George (Brant Eustice) and Martha (Martha Lott) are the sort of married couple who should be kept behind glass, lest their habits prove contagious. They drink like sailors and fight like prize-fighters, dragging their hapless guests Nick (Chris Asimos) and Honey (Jessica Corrie) into their midnight carnival of cruelty. What begins as “fun and games” turns, with the inevitability of a hangover, into Act Two’s “Walpurgisnacht” - a witching hour of rage - and ends with Act Three’s so-called “Exorcism”, where the illusions collapse and all that remains is raw, unlit truth.
Martha Lott and Brant Eustice do not merely play George and Martha, they inhabit them with a ferocity that makes one want to both applaud and call for reinforcements. Their timing is razor-edged, their cruelty dazzlingly articulate, their vulnerability all the more unbearable for being so hard-won. One cannot say they are “like” any other George and Martha, because that would suggest comparison is possible. It isn’t. They are definitive.
Goers deserves full credit not only for his direction but also for set and costume design. He understands that Albee is, above all, a poet of confinement. His plays trap us in a room where the walls inch closer with every line. Too many directors fling the doors open to “reinterpret”; Goers keeps them bolted shut, and the result is claustrophobic, bristling, and entirely correct.

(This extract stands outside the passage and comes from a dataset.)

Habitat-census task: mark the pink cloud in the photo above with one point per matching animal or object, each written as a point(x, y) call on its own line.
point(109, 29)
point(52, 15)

The final scene - George and Martha stripped of their illusions - was theatrical alchemy: no tricks, no gimmicks, just the raw ache of two ruined people clinging to each other because there is nothing else left. If you felt nothing, I envy your insulation.
This is not merely a good production; it is a necessary one. Holden Street Theatres has given us Albee the way he ought to be - cruel, witty, and devastatingly true.
Four stars. And one more, hidden in the ice bucket.